EPA Webinar – Water Contaminant Information Tool (WCIT)
Thursday, December 13, 2018; 1:00 – 2:00 p.m. ET; webinar
The Water Contaminant Information Tool (WCIT) is a secure on-line database with comprehensive information about chemical, biological and radiochemical contaminants of concern for the Water Sector. WaterISAC members have direct, single-sign-on access to WCIT via the Contaminant Databases section of WaterISAC's portal. This training, intended for members of the water utility, laboratory and emergency response communities, covers:
- An overview of WCIT
- A description of the information contained within WCIT
- How the tool can be used
- The benefits of use for different stakeholders
EPA Webinar – Free Analytical Preparedness Full-Scale Exercise (AP-FSE) Toolkit
Tuesday, December 18, 2018; 1:00 – 2:00 p.m. ET; webinar
EPA’s newly released Analytical Preparedness Full-Scale Exercise (AP-FSE) Toolkit is a comprehensive guide to planning and executing a multi-organization exercise to simulate a water emergency, with a focus on tools and best practices for laboratory analytical support. This webinar, intended for members of the water utility, laboratory and emergency response communities, covers:
- How an AP-FSE can increase preparedness
- An overview of the contents and functionality of the Toolkit
- How you can get started planning an exercise of your own
- Available EPA support
EPA Webinar – Exercising Procedures for Responding to Contamination Incidents
Tuesday, January 8, 2018; 1:00 – 2:00 p.m. ET; webinar
This webinar will focus on the development of training and exercises to plan and prepare for responding to a distribution system contamination incident. The webinar will include utility experiences in designing and conducting exercises. WaterISAC has posted a flyer to its portal with additional information about this learning opportunity. Register at Eventbrite.
DHS IP Partnership Bulletin Events (November 6, 2018 Edition)
The U.S. Department of Homeland Security Office of Infrastructure Protection (IP) has published the latest version of its Partnership Bulletin, which provides a snapshot of upcoming training and exercise opportunities, critical infrastructure events, and key announcements.
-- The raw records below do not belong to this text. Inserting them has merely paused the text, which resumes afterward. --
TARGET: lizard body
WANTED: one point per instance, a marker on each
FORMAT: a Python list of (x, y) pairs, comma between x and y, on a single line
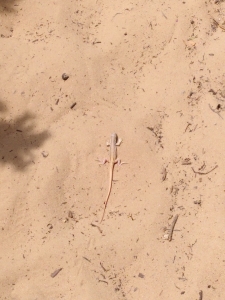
[(114, 142)]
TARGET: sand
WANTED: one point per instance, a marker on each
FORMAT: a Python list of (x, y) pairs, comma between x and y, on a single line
[(151, 71)]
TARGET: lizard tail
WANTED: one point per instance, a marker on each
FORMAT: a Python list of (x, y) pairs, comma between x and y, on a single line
[(109, 191)]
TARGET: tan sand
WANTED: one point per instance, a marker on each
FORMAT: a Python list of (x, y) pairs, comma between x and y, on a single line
[(151, 71)]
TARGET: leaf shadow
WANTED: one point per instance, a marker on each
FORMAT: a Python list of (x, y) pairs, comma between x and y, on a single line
[(17, 140)]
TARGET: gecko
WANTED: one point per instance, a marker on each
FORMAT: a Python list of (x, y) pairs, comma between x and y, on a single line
[(113, 143)]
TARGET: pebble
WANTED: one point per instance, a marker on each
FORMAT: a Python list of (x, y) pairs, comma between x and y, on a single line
[(65, 76)]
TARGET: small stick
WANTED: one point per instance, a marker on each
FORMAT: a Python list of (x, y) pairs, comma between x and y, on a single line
[(172, 228), (202, 173), (56, 272), (216, 112), (221, 26), (97, 227)]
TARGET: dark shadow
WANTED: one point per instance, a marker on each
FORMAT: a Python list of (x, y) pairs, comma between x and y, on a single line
[(18, 139), (7, 5)]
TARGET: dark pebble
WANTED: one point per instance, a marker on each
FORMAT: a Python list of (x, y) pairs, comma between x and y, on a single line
[(65, 76)]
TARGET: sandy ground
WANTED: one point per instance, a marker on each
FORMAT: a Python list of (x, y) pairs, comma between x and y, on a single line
[(151, 71)]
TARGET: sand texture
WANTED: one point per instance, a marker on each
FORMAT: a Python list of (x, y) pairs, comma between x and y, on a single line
[(154, 73)]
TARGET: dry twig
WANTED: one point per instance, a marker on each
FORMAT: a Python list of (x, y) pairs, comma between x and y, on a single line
[(202, 173), (172, 228)]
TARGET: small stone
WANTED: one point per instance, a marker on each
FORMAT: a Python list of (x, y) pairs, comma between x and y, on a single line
[(141, 275), (65, 76), (44, 153), (222, 93), (49, 226)]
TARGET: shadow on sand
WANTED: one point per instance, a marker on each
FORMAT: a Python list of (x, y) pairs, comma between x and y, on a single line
[(17, 140), (7, 5)]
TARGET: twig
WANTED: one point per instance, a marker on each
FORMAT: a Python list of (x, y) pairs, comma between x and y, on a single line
[(221, 26), (86, 259), (172, 228), (56, 272), (217, 112), (202, 173), (92, 224)]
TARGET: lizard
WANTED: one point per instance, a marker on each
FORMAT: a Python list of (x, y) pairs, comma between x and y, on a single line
[(114, 142)]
Some of the events include:
- The annual conference of the International City County Management Association (ICMA), which will be held in Nashville, Tennessee from October 20 to 23, 2019 (the last conference, conducted in Baltimore in September 2018, included a session on disaster recovery assessment);
- Russian Activity Against Critical Infrastructure Briefing, which was conducted in July 2018 and for which the recording is now available online;
- Risk Management Process and Facility Security Committee Training, with a convening in Portland, Oregon on December 6;
- Corporate Security Symposia, which is intended to inform public and private sector audiences on the most challenging security issues the nation faces today, with convenings in Los Angeles, California on December 6; Biloxi, Mississippi on March 20, 2019; Norfolk, Virginia on April 3, 2019; and Bentonville, Arkansas on August 14, 2019; and
- DHS Office of Bombing Prevention Training Courses, with both computer-based and in-person training opportunities on a variety of topics from now until late-December.